Test Coverage Improvement

/hub:run --task "Cover untested utils" --agents 3 \
  --eval "pytest --cov=utils --cov-report=json" --metric coverage_pct --direction higher \
  --template test-writer

Three agents attempt to maximize code coverage in the utils module, and the agent producing the highest coverage percentage is selected.

Example 4:

Creative Generation

/hub:run --task "Write 3 email subject lines for spring sale campaign" --agents 3 --judge

For tasks requiring subjective evaluation, such as creative writing, you can use the --judge flag to invoke LLM-based judging.

Key Features

  • One-Shot Lifecycle: Executes initialization, baseline capture, agent spawning, evaluation, and merging in a single invocation.
  • Flexible Agent Templates: Supports various agent roles, including optimizer, refactorer, test-writer, and bug-fixer.
  • Evaluation Integration: Accepts any shell command for automated evaluation, with metrics extracted from command output.
  • Metric Directionality: Specify whether higher or lower metric values are preferred via the --direction flag.
  • Parallel Agent Support: Easily set the number of agents to run in parallel for comparative experimentation.
  • Judge Mode: For tasks without quantitative evaluation, enable LLM-based judging with the --judge flag.

Best Practices

  • Define Clear Tasks: Always provide a concise, unambiguous task description with the --task parameter. This ensures agents understand the objective.
  • Choose Appropriate Templates: Select the agent template (--template) that best matches your problem (e.g., use optimizer for performance tuning).
  • Set Meaningful Evaluation: When using --eval, ensure the command outputs the metric you intend to optimize, and specify both --metric and --direction.
  • Leverage Parallelism Thoughtfully: More agents can increase the chance of finding an optimal solution, but also consume more resources.
  • Monitor Output Carefully: Review merged results, especially after creative or refactoring tasks, before deploying to production.

Important Notes

  • Parameter Requirements: --task is always required. If you provide --eval, you must also supply both --metric and --direction.

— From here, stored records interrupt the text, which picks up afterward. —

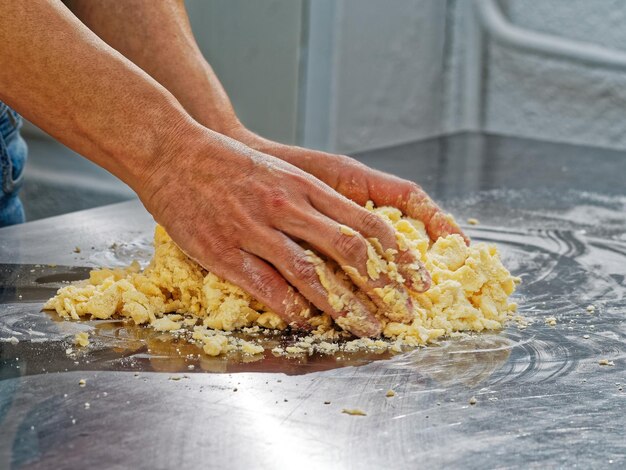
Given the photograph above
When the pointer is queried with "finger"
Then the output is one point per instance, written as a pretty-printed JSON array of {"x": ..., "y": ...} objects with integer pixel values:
[
  {"x": 319, "y": 284},
  {"x": 371, "y": 273},
  {"x": 413, "y": 201},
  {"x": 264, "y": 283},
  {"x": 381, "y": 234}
]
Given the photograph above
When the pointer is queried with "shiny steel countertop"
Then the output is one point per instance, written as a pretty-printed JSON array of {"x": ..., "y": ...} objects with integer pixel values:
[{"x": 557, "y": 213}]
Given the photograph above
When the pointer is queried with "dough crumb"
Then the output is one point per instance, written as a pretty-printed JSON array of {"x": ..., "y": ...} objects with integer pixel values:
[
  {"x": 550, "y": 321},
  {"x": 606, "y": 362},
  {"x": 81, "y": 339}
]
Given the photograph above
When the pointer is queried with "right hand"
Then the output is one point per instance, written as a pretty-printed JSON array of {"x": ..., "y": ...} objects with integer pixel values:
[{"x": 243, "y": 215}]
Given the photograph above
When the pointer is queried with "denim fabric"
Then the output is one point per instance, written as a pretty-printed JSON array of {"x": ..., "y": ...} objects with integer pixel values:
[{"x": 13, "y": 153}]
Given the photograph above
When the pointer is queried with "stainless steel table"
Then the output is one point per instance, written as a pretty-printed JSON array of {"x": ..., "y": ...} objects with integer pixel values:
[{"x": 558, "y": 214}]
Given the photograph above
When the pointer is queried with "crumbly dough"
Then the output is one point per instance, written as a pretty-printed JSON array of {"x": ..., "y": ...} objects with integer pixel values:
[
  {"x": 81, "y": 339},
  {"x": 470, "y": 292}
]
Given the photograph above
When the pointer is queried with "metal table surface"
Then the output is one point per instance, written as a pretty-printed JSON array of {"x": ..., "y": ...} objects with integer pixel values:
[{"x": 557, "y": 213}]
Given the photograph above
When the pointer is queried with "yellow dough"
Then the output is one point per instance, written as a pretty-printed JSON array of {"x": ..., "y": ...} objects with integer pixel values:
[{"x": 470, "y": 292}]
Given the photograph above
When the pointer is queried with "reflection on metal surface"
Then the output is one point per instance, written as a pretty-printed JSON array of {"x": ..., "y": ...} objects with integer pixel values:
[{"x": 558, "y": 215}]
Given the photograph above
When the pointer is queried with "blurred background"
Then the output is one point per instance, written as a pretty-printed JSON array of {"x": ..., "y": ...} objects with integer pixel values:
[{"x": 354, "y": 75}]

The --agents parameter defaults to 3 if omitted.
  • Evaluation Output: The evaluation command must output the metric in a machine-readable format so the skill can extract and compare results.
  • Judge Mode vs. Eval Mode: Use --judge for subjective tasks; otherwise, always provide an evaluation command and metric for objective comparison.
  • Template Extensibility: You can create custom templates to extend agent behaviors, though built-in templates cover most common scenarios.
  • Manual Review: While Run automates merging, always review critical or production code changes post-merge for safety.
  • Skill Source and Updates: The latest version and documentation are available at AgentHub Run Skill GitHub.

By integrating the Run skill into your workflow, you can automate, accelerate, and standardize agent-driven development processes with minimal configuration and maximum flexibility.